When a woman gives birth, the estrogen and progesterone cycles in her blood change and participate in coordinating the body's physiological activities, which become important factors in stabilizing the internal environment of the female body. After menopause, the continued low levels of estrogen and progesterone will cause physical and mental dysfunction in women. This series of diseases will affect women's physical health. These estrogen deficiencies can lead to health problems and must be treated actively.

2. Physiological supplementation

The purpose is to enable the organs in postmenopausal women to function physiologically as much as possible to maintain the health of the body, not to restore their endocrine conditions to the level of the ovarian cycle during the reproductive period, that is, physiological supplementation. Physiological supplementation mostly advocates the use of natural estrogens, which have the chemical structures of estrone, estradiol and estriol.

The dosage should be controlled so that the blood E2 concentration is around 220pmol/L, or within the equivalent estrogen activity range, and should not exceed 550pmol/L. Exceeding this level may lead to an increase in side effects. Since the estrogen and progesterone in the contraceptive are in large doses, highly active, and have a non-physiological chemical structure, they are not suitable for physiological supplementation in HRT.

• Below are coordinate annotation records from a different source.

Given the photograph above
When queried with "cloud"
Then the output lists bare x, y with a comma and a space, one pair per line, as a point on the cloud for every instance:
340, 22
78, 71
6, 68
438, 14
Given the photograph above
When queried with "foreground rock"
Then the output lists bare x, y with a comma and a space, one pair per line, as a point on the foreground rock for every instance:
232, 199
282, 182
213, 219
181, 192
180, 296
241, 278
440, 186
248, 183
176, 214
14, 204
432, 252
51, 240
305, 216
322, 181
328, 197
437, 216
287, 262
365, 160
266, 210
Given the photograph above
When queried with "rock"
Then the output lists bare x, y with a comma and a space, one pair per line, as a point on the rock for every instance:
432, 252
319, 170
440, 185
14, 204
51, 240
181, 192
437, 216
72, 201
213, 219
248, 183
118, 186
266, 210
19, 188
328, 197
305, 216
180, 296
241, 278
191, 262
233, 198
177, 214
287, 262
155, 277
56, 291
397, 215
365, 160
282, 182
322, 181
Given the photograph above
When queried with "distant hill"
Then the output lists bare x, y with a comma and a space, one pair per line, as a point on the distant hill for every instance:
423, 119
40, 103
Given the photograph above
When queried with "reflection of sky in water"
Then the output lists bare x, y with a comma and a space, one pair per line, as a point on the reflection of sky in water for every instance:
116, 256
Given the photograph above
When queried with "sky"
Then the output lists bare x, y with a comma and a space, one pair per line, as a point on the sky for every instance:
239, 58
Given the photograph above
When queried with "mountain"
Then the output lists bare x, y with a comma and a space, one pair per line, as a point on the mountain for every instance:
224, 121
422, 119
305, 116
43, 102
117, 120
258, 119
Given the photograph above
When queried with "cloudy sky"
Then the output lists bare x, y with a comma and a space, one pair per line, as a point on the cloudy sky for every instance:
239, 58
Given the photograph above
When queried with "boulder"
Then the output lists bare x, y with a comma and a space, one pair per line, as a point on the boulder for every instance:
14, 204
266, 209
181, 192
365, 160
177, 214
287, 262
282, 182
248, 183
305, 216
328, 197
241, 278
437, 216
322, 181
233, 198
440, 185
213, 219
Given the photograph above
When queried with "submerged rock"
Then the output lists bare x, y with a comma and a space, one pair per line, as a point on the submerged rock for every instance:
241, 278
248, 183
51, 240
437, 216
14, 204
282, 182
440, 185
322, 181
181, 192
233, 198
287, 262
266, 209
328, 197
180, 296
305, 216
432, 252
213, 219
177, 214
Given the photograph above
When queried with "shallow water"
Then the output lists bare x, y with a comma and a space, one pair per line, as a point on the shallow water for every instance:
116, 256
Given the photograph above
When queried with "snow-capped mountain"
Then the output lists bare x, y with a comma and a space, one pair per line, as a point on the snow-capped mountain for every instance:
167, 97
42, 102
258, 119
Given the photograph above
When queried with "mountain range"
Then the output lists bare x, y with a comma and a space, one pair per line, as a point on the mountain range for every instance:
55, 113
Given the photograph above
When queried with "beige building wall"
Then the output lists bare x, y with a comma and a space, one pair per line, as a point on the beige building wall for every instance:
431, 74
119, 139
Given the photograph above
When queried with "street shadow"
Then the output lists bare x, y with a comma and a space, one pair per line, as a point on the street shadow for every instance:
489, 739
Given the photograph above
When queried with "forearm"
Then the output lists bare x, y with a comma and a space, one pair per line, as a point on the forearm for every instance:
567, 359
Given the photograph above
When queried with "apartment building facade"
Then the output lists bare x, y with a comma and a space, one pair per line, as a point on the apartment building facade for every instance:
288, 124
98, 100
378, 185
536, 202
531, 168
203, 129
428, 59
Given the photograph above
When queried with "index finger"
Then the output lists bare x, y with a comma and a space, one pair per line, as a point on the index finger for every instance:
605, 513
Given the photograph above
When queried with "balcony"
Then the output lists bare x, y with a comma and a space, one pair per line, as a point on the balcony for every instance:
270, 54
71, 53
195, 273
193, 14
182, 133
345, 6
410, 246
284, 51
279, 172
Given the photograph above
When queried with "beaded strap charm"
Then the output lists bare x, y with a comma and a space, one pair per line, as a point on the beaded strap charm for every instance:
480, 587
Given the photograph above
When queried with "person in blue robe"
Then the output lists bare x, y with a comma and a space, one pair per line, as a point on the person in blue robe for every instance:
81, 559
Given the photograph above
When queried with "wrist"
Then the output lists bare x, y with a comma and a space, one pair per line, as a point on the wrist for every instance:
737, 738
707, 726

3. During the menopausal transition period, HRT should focus on supplementing progesterone

During the menopausal transition period, the growth and development disorders of follicles gradually increase, and finally the functional follicles disappear from the ovaries. The corresponding changes in estrogen and progesterone during this period are: first, there is a relative deficiency of progesterone, and then deficiency; estrogen deficiency changes cyclically, although there may be a transient relative excess, the total amount gradually decreases, and finally to deficiency, resulting in relatively excessive or single unopposed estrogen stimulation for a long time. Some women may experience varying degrees of proliferative changes in the endometrium, and even malignant changes.

Therefore, during this period, the main focus should be cyclical progesterone supplementation to regulate the menstrual cycle and prevent endometrial proliferative lesions. As estrogen becomes gradually deficient, estrogen and other hormones are supplemented at the same time.

It is recommended that female friends should drink and consume fish, shrimp and other foods regularly, exercise regularly, and promote a healthy and beneficial lifestyle, especially quitting smoking in public places and at home, and eliminating passive smoking.